Wire line is simply any line made out one or more strands of flexible metal. In terms of sea fishing wire line was never used by shore anglers as its properties made it impossible to cast with. However, in the past, it was very popular for boat fishing where its zero stretch and ability to cut through strong tides were extremely useful properties. Today it is very rare to see any boat anglers using wire line, as braided line – which has all of the advantages of wire line and few of the drawbacks – has replaced it.
Manufacture and Properties
The wire lines which were first used in UK sea fishing were single-strand and made out of Monel metal (a type of nickel alloy). These type of lines were strong, robust and stretch-free although they were high in diameter, especially when compared to modern line. The manufacture of wire line soon advanced and much thinner and stronger multi-strand wire line became available to anglers, and fears of the line corroding due to contact with saltwater were soon overcome when nylon coating of wire fishing lines was developed.
Popularity and Decline
Boat anglers during the 1970s and 1980s enthusiastically took up the use of wire line. There were two reasons for this. Firstly, wire line was lower diameter than the equivalent strength monofilament meaning it cut through strong tides. This was a revelation to anglers of the time who found that weights of 8oz to 12oz could hold the seabed when wire line was used, compared to the 1½lb to 2lb which would be necessary with monofilament.
Secondly, the lack of stretch put anglers in touch with what was happening on the seabed in a way that stretchy monofilament could not. Anglers saw bite detection hugely improved and could even feel when weights had hit the seabed, something which was impossible with monofilament.

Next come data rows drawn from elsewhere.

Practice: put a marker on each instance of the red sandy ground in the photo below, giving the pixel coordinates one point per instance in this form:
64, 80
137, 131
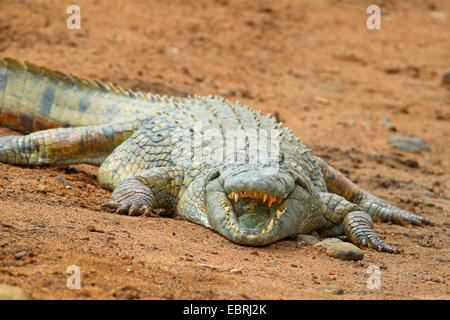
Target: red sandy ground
315, 63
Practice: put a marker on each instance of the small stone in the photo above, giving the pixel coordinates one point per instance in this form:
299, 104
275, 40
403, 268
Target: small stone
236, 271
439, 15
8, 292
332, 289
446, 78
410, 144
388, 124
327, 242
307, 239
63, 180
321, 100
332, 87
345, 251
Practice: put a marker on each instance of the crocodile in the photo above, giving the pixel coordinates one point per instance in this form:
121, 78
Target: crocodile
169, 156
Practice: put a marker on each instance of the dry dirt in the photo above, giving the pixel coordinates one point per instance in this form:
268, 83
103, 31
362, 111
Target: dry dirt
315, 63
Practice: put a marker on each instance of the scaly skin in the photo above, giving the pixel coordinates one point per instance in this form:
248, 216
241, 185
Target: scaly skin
143, 145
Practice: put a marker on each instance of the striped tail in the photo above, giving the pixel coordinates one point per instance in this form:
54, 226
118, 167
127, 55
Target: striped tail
34, 98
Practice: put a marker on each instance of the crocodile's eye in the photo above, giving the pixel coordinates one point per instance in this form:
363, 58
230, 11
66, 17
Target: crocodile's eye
301, 183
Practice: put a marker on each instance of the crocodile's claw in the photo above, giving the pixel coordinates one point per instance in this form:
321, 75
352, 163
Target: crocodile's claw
358, 226
130, 197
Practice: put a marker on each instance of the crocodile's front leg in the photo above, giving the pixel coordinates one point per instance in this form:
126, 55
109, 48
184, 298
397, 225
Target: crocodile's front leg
90, 144
339, 184
343, 217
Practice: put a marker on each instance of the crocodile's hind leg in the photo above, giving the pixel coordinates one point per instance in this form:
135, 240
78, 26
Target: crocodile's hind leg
339, 184
343, 217
90, 144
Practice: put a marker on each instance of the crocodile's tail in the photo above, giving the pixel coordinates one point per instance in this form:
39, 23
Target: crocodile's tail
35, 98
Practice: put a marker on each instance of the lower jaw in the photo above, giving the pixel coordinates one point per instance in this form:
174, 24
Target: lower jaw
254, 237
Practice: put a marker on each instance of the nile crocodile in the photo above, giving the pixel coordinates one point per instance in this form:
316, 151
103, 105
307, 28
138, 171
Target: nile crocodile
155, 154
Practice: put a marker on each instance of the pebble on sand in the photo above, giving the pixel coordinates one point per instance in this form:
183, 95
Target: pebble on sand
410, 144
307, 239
8, 292
446, 78
343, 250
332, 289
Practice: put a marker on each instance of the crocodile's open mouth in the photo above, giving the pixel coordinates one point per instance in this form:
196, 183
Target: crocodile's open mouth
253, 213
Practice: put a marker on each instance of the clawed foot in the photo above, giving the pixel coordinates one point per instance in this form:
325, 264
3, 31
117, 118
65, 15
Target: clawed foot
358, 227
130, 197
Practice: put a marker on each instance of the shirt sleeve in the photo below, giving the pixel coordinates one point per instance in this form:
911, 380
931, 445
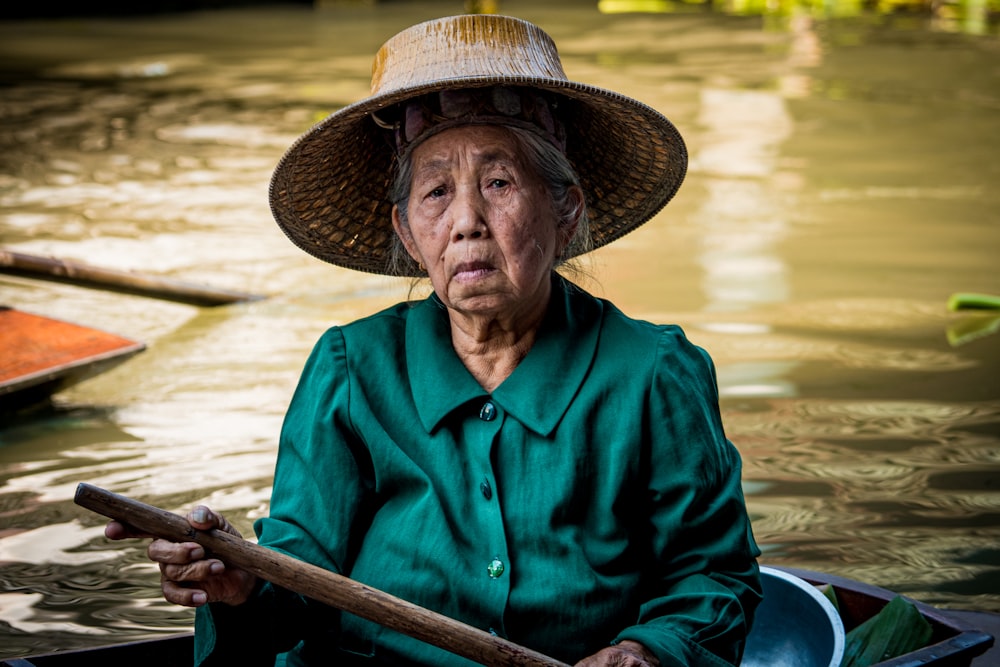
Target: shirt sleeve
309, 519
706, 581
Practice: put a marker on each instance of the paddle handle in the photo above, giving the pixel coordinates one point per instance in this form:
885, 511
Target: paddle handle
316, 583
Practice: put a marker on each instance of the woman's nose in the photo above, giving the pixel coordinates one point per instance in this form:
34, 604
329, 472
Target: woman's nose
468, 217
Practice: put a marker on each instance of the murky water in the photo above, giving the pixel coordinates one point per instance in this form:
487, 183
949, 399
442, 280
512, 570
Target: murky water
842, 186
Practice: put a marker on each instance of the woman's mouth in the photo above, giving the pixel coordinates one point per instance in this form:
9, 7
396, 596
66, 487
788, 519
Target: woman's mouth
472, 270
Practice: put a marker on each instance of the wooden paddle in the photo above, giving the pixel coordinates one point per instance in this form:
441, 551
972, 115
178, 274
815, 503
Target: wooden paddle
319, 584
125, 282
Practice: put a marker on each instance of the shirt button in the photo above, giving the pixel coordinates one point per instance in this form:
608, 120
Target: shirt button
488, 412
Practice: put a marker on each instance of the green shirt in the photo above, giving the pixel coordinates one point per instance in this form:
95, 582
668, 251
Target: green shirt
592, 497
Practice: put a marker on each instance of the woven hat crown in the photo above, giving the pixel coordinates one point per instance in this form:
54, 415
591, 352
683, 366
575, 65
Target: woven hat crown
464, 47
329, 192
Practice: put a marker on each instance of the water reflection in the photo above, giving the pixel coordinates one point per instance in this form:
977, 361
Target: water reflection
842, 186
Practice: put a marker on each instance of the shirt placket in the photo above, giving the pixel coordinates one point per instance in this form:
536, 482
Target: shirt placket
484, 432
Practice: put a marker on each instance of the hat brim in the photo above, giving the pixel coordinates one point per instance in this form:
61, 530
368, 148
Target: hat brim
329, 192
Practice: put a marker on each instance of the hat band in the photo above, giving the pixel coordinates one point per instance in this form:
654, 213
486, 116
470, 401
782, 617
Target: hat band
421, 117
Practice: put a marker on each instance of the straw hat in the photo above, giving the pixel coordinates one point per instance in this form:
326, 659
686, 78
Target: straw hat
329, 192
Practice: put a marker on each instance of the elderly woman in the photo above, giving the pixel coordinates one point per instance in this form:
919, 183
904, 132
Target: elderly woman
511, 452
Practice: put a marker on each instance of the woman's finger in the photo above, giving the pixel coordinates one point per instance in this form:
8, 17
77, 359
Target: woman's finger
182, 595
164, 551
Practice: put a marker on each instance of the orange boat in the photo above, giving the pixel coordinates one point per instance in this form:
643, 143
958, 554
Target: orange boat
40, 356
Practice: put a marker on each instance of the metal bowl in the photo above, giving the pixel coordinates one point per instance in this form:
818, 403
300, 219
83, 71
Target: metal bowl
795, 626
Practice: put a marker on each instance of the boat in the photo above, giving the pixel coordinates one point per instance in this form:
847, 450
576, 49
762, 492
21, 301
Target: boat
954, 643
42, 355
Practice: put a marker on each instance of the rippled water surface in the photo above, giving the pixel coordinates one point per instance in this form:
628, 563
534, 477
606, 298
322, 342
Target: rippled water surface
842, 186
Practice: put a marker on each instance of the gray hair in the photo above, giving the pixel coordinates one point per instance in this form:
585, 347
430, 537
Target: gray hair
547, 161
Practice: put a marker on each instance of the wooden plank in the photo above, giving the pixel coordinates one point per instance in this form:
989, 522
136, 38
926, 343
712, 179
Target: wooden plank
124, 282
41, 355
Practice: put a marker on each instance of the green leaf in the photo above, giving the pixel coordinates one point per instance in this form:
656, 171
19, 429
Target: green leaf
896, 630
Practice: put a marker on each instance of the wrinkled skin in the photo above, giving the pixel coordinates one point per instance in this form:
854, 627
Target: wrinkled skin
187, 577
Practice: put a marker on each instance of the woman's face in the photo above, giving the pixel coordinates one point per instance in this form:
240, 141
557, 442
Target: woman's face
482, 222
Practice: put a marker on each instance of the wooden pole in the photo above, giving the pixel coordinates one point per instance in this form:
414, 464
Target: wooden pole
319, 584
125, 282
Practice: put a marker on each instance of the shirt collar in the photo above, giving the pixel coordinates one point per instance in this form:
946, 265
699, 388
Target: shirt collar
540, 389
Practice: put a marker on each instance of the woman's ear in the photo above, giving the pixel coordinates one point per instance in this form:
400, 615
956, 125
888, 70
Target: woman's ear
403, 231
567, 226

For these reasons wire line soon became very popular with anglers, although it did have some significant drawbacks. It could revert to coils and develop kinks if not kept under constant tension and early lines could literally cut grooves into rod rings when anglers were reeling in large fish. Furthermore, it could be very difficult to pull out of snags as wire line under pressure could easily cut into unprotected hands. Wire line was unsuited to be used with fixed spool reels and was instead mostly used with large, high capacity multiplier reels, although some anglers preferred to use wire line with old-fashioned centre pin reels. The popularity of wire line led to further fishing tackle development. Specialist boat fishing rods were developed which were specifically designed to be used with wire line. These rods did not have traditional rings but were instead fitted with rollers, eliminating the issue of wire line damaging the rings.

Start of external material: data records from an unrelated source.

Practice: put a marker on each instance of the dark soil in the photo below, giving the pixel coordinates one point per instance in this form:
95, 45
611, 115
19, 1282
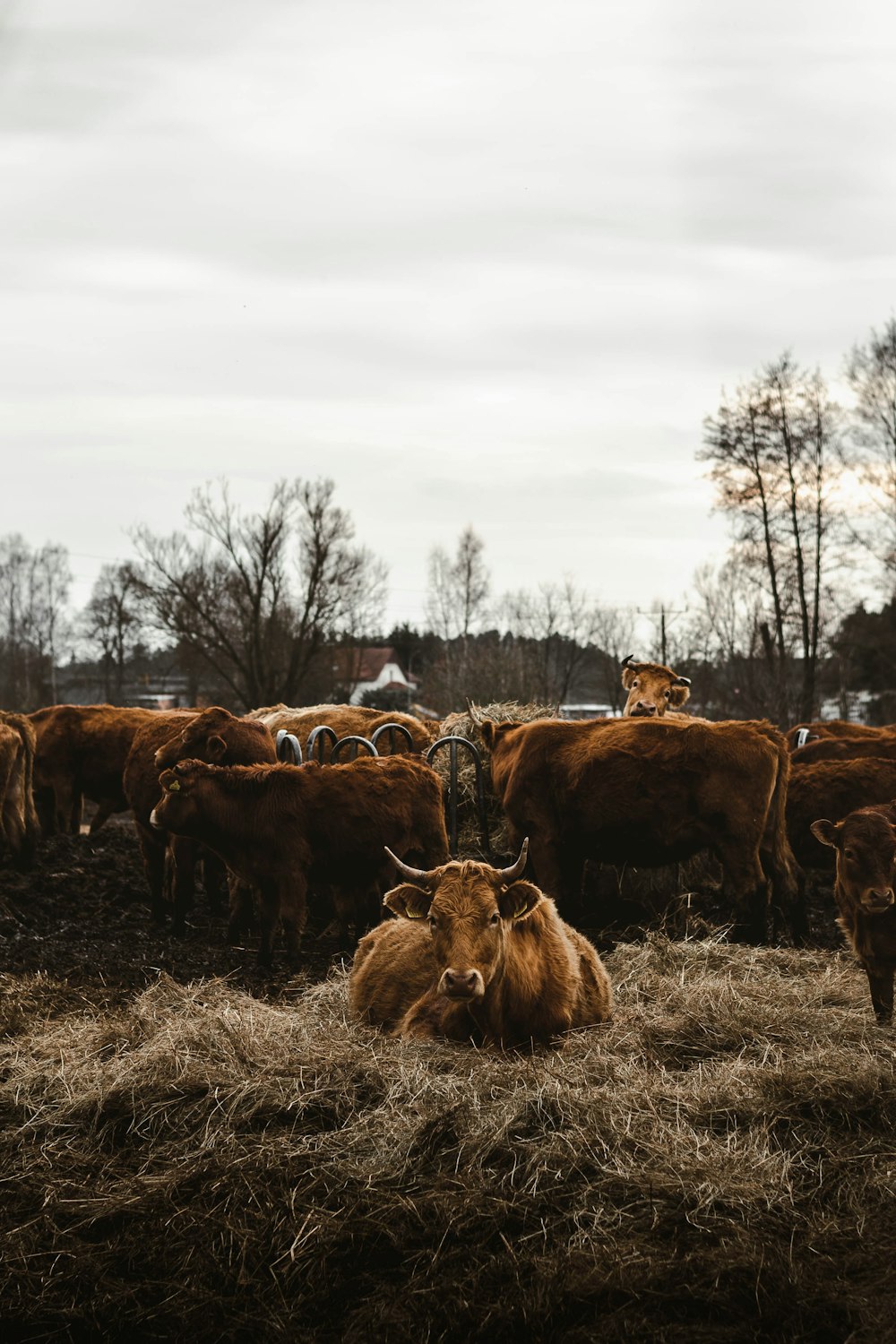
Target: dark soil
81, 916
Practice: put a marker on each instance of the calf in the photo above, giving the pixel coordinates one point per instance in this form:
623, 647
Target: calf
831, 788
477, 954
866, 844
282, 827
653, 688
212, 736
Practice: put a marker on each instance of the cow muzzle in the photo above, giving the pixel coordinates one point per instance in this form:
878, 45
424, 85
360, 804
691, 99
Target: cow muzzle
461, 986
876, 900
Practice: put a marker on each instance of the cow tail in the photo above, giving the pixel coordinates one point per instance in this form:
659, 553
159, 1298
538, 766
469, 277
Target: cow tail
788, 895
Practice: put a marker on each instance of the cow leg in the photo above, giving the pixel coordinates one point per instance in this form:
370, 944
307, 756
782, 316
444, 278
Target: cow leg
183, 866
748, 890
153, 857
102, 814
214, 881
880, 980
242, 909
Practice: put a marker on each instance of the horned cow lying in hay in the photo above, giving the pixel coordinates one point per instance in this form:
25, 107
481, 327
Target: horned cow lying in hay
477, 954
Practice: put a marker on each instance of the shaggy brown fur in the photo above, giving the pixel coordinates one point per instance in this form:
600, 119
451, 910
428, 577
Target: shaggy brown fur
866, 844
282, 827
653, 688
212, 736
650, 793
831, 789
81, 754
349, 720
880, 744
19, 825
473, 957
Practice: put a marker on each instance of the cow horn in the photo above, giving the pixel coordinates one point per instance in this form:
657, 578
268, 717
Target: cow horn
418, 875
516, 868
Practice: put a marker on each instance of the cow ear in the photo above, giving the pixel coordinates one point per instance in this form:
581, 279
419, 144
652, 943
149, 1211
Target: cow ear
825, 832
678, 695
519, 900
409, 902
217, 749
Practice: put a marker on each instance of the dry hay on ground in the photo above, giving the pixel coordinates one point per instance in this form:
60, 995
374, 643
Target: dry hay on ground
716, 1164
466, 725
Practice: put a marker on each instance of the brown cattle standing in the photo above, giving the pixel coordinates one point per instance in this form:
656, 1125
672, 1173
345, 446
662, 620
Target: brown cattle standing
282, 828
19, 825
349, 720
81, 754
833, 789
478, 954
829, 728
866, 844
649, 795
212, 736
882, 744
653, 688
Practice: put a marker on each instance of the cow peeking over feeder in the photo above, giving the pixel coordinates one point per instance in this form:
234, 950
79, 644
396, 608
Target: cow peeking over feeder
866, 844
653, 688
477, 954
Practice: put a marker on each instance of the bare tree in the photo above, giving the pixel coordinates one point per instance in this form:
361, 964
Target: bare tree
113, 624
770, 453
871, 448
258, 597
34, 593
455, 604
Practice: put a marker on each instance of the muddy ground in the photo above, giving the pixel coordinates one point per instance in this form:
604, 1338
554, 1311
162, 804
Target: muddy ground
81, 916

The qualities of wire line meant that it had a huge impact on boat fishing. The book A Complete Guide to Fishing from 1979 states that wire line was “the most important sea angling innovation of the [twentieth] century” (p 216) which could “open up a new world to the angler” (p 217). When wire line was at the peak of its popularity the main alternative of braided line was still in its infancy, being bulky and only available in very high breaking strains (most braided line used during this time was not specifically designed for fishing but was made for general use and repurposed by anglers). By the 2000s braided line had been developed specifically for fishing to offer all of the stretch free properties of wire line, but also being much easier to use. Today braided line has almost totally replaced wire line, and wire line has decreased in popularity by such an extent that it is seldom used by boat anglers. Indeed, it is now quite hard to find wire line for sale on spools long enough to fill a sea fishing reel.
Wire Line in Sea Fishing Today
The main use of wire line for contemporary anglers is as a short, strong, bite-resistant hooklength line for species that have sharp teeth which can damage or snap monofilament. Shore anglers use wire hooklengths with big hooks when targeting species such as conger from the shore, while boat anglers fishing for tope, blue shark and related species will also use wire hooklengths. Usually, these hooklengths are just a metre or so in length, as it is only the line immediately next to the hook which needs to be bite-resistant. However, boat anglers specifically targeting large shark species may use a much longer leader made out of wire line as the abrasive skin of shark species can damage and weaken monofilament, particularly when the line is under tension. Trace Builder 7-strand Wire Line can be used to make wire hooklengths and is available to buy (with or without heavy-duty crimps) from Sea Angling Shop by clicking here.
Wire line can be seen as an example of sea fishing technology moving forward. What was seen as a revolutionary new development a few decades ago has now been superseded to the extent that it is now only used as a specialised item of fishing tackle. Any anglers persisting with wire line for boat fishing today are in a very small minority and the era of wire line being a popular and mainstream type of line for boat fishing is very much in the past.